Nacido en el seno de una familia obrera, los padres de Gabriel Otero (40) fueron presos políticos. El alcalde del Oeste cuenta que fue criado por su hermana mayor. "Se vivió con lo justo". Solo completó el ciclo básico de Secundaria "más algunos cursos" relacionados con su oficio. Es que Otero fue cuadrero e incluso tuvo su taller. Pero en los `90 la complicada situación económica lo llevó a sentarse en un taxi. Llegó a ser presidente de la Unión de Cooperativas del Taxímetro (UCAT), a integrar la Cotabu, otra cooperativa de trabajo de ese sector, y a secretario general de la Federación de Cooperativas de Producción del Uruguay (FCPU). Militante del Frente Amplio desde adolescente, con la vuelta a la democracia, fue fundador del MPP en 1989. Está casado con Claudia desde hace veinte años y tiene dos hijas. No tiene problemas en hablar de su sueldo de alcalde: "Son $ 83 mil nominales de los cuales `en mano` te quedan $ 65 mil. Ojo que yo no cobro esa cantidad, porque tengo mi salario `topeado` por pertenecer al MPP". Eso sí, no dice cuánto le deja a su fuerza política y cuánto le queda a él.

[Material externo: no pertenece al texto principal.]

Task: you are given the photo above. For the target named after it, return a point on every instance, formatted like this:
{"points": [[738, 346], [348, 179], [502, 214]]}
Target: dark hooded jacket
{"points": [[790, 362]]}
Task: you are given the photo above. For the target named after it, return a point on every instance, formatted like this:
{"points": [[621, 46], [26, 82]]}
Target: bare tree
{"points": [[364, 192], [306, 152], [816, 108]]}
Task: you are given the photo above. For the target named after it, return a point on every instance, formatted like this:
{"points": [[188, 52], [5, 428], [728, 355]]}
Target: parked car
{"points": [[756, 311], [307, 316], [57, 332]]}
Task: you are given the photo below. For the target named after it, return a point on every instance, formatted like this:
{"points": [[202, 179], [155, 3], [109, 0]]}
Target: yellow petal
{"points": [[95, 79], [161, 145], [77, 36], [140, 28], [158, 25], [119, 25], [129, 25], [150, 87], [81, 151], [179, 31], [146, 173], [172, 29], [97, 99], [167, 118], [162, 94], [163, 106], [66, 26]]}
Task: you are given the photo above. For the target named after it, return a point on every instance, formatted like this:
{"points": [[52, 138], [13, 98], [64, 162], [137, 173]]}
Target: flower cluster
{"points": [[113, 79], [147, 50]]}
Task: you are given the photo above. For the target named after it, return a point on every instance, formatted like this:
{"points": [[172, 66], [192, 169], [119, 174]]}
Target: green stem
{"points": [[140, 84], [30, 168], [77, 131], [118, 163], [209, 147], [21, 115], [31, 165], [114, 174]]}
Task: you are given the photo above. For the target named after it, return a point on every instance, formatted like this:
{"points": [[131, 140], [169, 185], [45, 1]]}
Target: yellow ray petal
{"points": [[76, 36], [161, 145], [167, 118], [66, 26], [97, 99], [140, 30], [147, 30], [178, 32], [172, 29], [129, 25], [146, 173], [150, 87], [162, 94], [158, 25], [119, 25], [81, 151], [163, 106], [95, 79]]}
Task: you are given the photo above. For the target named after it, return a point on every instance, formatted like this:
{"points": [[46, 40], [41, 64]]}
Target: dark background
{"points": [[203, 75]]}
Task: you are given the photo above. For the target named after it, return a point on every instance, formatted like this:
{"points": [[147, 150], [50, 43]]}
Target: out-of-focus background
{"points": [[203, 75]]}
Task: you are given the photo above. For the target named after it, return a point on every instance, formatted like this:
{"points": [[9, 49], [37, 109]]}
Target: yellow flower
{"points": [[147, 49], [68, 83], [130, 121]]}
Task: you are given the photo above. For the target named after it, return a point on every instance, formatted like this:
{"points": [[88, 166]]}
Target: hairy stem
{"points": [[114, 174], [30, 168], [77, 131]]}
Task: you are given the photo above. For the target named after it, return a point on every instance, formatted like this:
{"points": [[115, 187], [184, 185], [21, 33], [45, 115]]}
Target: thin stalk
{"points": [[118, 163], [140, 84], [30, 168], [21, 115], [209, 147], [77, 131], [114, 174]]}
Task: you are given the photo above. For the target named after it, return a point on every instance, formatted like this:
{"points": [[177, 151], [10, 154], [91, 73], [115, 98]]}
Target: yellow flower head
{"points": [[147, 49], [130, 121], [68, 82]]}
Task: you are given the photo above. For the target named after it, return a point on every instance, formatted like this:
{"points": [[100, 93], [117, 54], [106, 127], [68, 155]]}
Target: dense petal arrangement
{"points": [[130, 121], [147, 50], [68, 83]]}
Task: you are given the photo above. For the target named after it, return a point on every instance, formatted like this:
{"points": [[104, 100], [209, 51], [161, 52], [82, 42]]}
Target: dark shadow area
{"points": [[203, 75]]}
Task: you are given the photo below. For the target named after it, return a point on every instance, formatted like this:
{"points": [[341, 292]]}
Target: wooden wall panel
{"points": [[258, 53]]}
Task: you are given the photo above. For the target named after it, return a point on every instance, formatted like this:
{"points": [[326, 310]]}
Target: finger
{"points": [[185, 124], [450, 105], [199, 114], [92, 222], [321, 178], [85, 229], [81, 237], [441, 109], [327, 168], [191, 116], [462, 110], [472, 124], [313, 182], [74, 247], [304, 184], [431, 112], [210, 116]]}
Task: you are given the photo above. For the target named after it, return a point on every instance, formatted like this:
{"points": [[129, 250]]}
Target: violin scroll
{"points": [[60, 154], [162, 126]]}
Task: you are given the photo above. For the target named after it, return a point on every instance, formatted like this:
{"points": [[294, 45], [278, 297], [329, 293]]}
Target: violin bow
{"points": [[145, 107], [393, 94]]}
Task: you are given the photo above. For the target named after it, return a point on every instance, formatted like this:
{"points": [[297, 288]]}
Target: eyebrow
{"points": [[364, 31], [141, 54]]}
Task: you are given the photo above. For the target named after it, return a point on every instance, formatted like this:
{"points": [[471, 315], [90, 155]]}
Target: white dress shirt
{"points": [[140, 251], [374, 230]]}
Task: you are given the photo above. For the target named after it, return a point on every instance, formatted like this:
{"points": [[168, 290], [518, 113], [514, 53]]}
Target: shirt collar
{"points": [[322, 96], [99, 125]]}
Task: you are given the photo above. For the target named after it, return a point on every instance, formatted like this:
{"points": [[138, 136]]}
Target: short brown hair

Fernando Suárez (34) vivió en Garzón hasta los 20 años, donde aún vota y tiene la casa paterna. Desde entonces, por motivos laborales, ha alternado su vida entre esa localidad y San Carlos, a unos 40 kilómetros de distancia, donde todavía hoy reside. "Voy a volver acá en el verano, cuando terminen las reformas en la casa donde me crié". Su padre, policía, falleció cuando él tenía diez años. Entonces, su madre tuvo que ocuparse de él y de sus diez hermanos. No culminó segundo de liceo y debió comenzar a trabajar siendo casi un niño. Antes de embarcarse en la aventura del tercer nivel de gobierno, fue periodista deportivo en un canal de cable carolino. Pero también supo ser obrero de la construcción, pintor y recepcionista en el Season Tower de Punta del Este. En pareja con Virginia desde hace quince años, tiene dos varones y una nena. Su sueldo "en bruto" es de $ 54.300, "pero en la mano quedan unos 36 mil, más o menos". Pese a que se trata de un cargo público, no oculta que le causa incomodidad hablar de su retribución.